Sotoudeh’s Health Critical, Intelligence Says “Continue Hunger Strike to the End!”
Imprisoned human rights lawyer Nasrin Sotoudeh, who has been on a hunger strike since October 17, told her husband that her health has deteriorated to the point where she is transferred to the prison infirmary every day. In an interview with the International Campaign for Human Rights in Iran, her husband Reza Khandan said, “The most visible thing was her severe weight loss, her gaunt face, and her hollowed eyes.” Sotoudeh has been on hunger strike for more than 40 days.
“Since we met her yesterday, I realized that she has reached a dangerous phase. The Intelligence Ministry representative who met with her on the first day of her hunger strike told Nasrin, ‘We suggest you continue your hunger strike all the way to the end.’ The meaning of this statement is welcoming her death. Up until last week, her weight had dropped to 43 kilograms (94.7 lbs), and she has surely lost a few more kilograms this week,” Khandan told the Campaign.

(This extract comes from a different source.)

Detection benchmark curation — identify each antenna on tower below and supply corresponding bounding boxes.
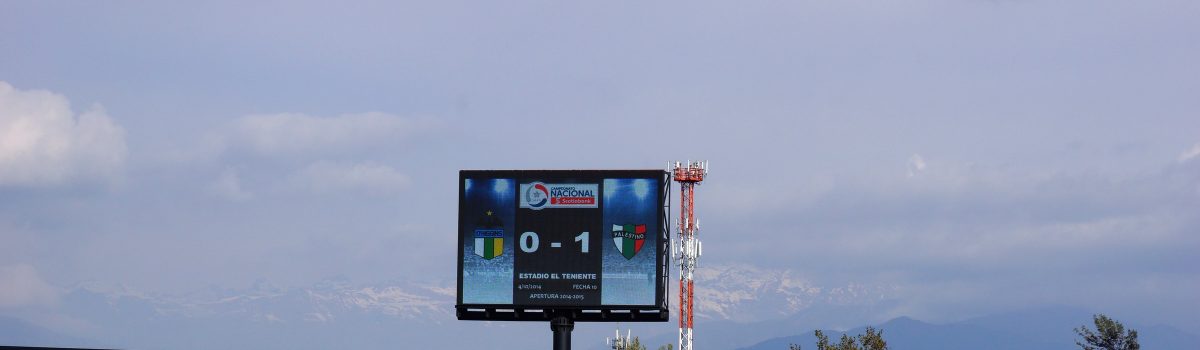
[671,159,708,350]
[604,330,634,350]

Reza Khandan told the Campaign that during the more than 40 days since she started her hunger strike, Sotoudeh spent 20 days in a solitary cell, “where the conditions were grave-like, to be punished for her hunger strike…. The reason for Nasrin’s hunger strike is the judicial pressure that has been placed on me and [our daughter] Mehraveh through fabrication of a case, particularly on Mehraveh, where there can be no excuse for fabricating a case against her and banning her from leaving the country. She has stated that she will break her hunger strike when the case against Mehraveh is dropped and her foreign travel ban is lifted. In my case, she is keeping silent for now, unless they want to take further action [against me].”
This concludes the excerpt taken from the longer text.